Herzschwäche mit Strom behandeln

Die Herzschwäche zählt zu einer der häufigsten Erkrankungen in Deutschland. Bei einer Herzinsuffizienz ist das Herz nicht mehr in der Lage, genug Blut in den Kreislauf zu pumpen. Dadurch können das Gehirn, alle Körperorgane sowie die Muskeln nicht mehr ausreichend mit Blut und Sauerstoff versorgt werden. Typische Symptome: Atemnot, Müdigkeit, Schwächegefühl.

Typische Symptome bei Herzinsuffizienz sind Müdigkeit und Schwächegefühl.

Herzschwäche ist keine eigenständige Krankheit, sondern die Folge anderer Herzerkrankungen. Mögliche Ursachen:

In bis zu 70 Prozent der Fälle ist eine koronare Herzkrankheit, also eine Erkrankung der Herzkranzgefäße mit einem Herzinfarkt vorausgegangen.

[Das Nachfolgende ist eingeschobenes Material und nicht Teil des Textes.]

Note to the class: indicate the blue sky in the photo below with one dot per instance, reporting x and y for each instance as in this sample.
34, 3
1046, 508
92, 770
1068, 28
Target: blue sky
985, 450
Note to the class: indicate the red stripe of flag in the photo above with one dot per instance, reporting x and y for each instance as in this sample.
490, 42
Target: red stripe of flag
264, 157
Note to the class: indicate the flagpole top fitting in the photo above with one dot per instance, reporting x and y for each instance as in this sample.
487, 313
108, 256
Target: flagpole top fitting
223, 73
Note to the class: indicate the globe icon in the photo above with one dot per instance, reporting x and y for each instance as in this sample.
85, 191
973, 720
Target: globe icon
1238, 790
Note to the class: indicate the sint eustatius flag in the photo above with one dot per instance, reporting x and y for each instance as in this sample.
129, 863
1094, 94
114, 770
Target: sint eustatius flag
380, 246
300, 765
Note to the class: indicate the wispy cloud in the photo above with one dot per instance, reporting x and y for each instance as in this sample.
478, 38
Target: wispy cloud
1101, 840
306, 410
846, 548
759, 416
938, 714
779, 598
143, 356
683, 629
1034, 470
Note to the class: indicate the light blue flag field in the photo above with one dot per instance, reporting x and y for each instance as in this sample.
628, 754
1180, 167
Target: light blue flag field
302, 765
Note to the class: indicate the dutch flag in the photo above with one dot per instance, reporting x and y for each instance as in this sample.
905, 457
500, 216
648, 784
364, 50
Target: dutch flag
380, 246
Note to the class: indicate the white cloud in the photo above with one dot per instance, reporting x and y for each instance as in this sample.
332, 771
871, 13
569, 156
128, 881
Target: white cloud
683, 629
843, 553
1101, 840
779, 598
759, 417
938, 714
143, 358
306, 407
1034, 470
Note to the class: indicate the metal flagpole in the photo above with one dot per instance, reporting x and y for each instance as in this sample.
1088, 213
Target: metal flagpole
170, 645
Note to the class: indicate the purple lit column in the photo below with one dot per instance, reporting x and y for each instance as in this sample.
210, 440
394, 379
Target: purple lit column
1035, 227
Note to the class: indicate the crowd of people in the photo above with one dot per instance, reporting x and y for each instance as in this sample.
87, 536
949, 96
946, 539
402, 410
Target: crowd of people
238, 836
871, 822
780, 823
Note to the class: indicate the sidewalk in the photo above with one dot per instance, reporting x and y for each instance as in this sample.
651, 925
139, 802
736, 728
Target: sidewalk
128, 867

Auch Herzklappenerkrankungen oder Herzrhythmusstörungen kommen in Frage.

Daneben stellt Bluthochdruck den größten Risikofaktor dar.

Übergewicht und hohe Blutfettwerte gelten ebenfalls als Auslöser.

In der Regel wird bei Herzschwäche zunächst versucht, mit Medikamenten eine Besserung zu erzielen. Für Patienten, bei denen alle anderen Therapien bisher keinen Erfolg brachten, gibt es jetzt eine neue Behandlungsmethode: Die so genannte Vagus-Stimulation. Für diese Patienten kamen bisher nur noch aufwendige „Unterstützungssysteme“ oder eine Herztransplantation in Frage. Viele stehen auf der Warteliste für ein Spenderorgan. Doch diese sind knapp.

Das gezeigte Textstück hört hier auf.